Robin des Bois – Ridley Scott

Le Robin des Bois de Ridley Scott sort aujourd’hui en salle.

Russell Crowe, William Hurt, Cate Blanchett, du beau linge pour nous vendre une version « historique » et « aboutie » de la vie de Robin des Bois.

Dans l’Angleterre du XIIIe siècle, à la mort de Richard Coeur de Lion, Sir Robin of Loxley, comte de Huntington se rend à Nottingham, une ville rongée par la corruption et sous le joug d’un shérif de comté despotique qui asservit ses sujets à grands coups d’impôts et de taxes. Espérant gagner le cœur de la belle Lady Marianne et affranchir les assujettis du comté, Robin réunit une horde de mercenaires dont les prouesses de combat n’ont d’égal que le goût pour les plaisirs de la vie.

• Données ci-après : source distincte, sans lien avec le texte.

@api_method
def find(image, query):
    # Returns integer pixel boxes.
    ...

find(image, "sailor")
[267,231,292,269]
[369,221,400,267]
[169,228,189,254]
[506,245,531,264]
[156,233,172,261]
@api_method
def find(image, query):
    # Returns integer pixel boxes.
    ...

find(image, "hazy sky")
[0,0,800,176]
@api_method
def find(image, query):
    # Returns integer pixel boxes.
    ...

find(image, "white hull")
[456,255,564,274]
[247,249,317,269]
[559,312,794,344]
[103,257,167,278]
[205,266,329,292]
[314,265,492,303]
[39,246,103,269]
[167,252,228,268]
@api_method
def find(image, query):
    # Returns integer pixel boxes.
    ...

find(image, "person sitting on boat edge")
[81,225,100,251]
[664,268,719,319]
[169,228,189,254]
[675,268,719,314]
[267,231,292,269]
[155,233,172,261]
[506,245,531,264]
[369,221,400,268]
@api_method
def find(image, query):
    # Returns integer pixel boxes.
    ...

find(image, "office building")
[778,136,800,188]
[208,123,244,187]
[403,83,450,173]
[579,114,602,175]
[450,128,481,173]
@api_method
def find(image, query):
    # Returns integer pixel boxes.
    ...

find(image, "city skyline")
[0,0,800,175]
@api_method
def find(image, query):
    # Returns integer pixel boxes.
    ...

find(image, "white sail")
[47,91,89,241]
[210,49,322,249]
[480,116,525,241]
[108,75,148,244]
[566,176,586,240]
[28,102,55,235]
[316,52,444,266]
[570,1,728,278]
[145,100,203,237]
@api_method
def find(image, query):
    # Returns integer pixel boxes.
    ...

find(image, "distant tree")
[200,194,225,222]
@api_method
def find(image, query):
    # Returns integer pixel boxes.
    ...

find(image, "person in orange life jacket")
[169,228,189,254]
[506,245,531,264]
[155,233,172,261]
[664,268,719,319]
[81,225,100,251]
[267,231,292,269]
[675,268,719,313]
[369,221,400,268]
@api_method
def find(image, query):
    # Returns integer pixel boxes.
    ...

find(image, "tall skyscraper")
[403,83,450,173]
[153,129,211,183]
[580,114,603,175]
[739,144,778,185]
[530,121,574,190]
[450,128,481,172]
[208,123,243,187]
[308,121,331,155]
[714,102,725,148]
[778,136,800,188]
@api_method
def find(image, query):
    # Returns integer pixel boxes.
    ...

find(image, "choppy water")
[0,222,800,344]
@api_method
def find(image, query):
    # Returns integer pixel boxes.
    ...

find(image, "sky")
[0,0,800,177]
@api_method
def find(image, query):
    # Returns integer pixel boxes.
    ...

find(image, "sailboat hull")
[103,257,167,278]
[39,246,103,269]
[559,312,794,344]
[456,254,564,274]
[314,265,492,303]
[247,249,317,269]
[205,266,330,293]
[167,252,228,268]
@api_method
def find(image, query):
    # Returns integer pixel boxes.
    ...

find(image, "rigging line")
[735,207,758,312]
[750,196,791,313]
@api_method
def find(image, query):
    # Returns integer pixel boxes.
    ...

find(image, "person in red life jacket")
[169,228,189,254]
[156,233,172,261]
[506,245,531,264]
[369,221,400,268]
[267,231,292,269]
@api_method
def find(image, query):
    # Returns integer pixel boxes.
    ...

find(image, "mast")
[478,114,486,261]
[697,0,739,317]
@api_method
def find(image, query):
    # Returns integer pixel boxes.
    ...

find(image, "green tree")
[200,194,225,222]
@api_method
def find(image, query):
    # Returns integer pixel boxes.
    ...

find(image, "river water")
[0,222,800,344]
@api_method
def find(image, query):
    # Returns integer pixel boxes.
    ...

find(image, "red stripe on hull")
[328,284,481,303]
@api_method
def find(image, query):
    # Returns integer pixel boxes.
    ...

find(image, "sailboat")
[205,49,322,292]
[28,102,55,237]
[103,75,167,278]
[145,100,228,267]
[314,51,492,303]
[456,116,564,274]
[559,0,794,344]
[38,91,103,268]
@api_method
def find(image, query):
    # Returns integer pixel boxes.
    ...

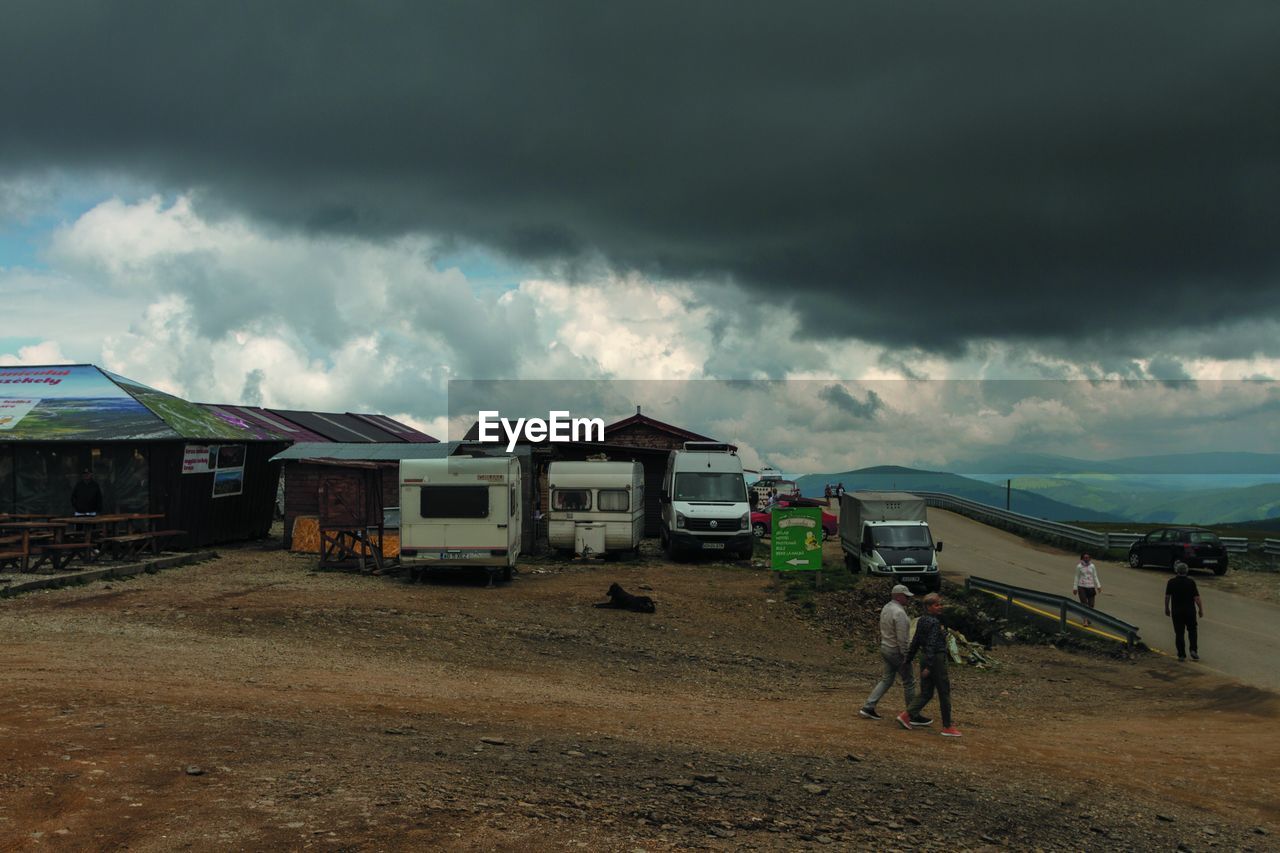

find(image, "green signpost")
[771,506,822,571]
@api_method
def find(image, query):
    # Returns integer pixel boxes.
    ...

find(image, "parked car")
[1129,528,1226,575]
[751,501,840,539]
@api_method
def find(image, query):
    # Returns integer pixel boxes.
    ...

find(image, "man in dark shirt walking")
[897,593,960,738]
[1165,562,1204,661]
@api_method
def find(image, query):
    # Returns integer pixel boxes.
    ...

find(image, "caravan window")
[419,485,489,519]
[599,489,631,512]
[552,489,591,511]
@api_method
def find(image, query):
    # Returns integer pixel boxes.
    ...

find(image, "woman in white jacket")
[1071,553,1102,625]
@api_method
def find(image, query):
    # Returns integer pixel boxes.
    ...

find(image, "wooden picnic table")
[49,512,187,561]
[0,521,67,573]
[54,512,146,542]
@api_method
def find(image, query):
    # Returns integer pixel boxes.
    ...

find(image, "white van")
[662,442,755,560]
[547,461,644,553]
[399,456,521,583]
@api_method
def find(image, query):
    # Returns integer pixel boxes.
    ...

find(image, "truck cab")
[840,492,942,592]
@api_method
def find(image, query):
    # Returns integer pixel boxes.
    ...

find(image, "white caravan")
[547,461,644,555]
[662,442,755,560]
[399,456,521,583]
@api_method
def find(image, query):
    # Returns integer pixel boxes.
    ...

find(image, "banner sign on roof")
[0,365,175,441]
[0,397,40,429]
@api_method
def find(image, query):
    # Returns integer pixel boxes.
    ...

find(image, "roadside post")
[769,506,822,584]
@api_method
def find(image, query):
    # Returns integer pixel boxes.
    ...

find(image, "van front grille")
[685,519,739,533]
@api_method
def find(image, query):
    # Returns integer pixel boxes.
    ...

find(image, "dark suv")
[1129,528,1226,575]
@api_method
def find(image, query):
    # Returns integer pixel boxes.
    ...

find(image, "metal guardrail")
[964,575,1138,648]
[913,492,1111,551]
[1219,537,1249,553]
[914,492,1280,556]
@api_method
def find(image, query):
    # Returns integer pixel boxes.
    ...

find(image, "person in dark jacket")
[72,467,102,515]
[1165,562,1204,661]
[897,593,960,738]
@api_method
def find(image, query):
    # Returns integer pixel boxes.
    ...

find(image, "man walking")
[858,584,932,725]
[1165,562,1204,661]
[897,593,960,738]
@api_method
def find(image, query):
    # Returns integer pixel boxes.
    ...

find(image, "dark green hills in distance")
[796,453,1280,524]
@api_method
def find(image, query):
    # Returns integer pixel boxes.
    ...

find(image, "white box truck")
[399,456,521,584]
[662,442,755,560]
[840,492,942,592]
[547,461,644,553]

Basé dans la forêt de Sherwood, le plus improbable des héros et ses alliés se lancent à la défense de leur peuple menacé par une sanglante guerre civile et s’emploient à redorer, une fois encore, le blason de l’Angleterre.

A vos critiques, à vos claviers, nous attendons les premiers avis. Deadpoule, Monsieurwar et les autres, nous sommes dans l’expectative. A vous de nous faire part de vos points de vue pointus et acérés sur cette ultime version de la forêt de Sherwood.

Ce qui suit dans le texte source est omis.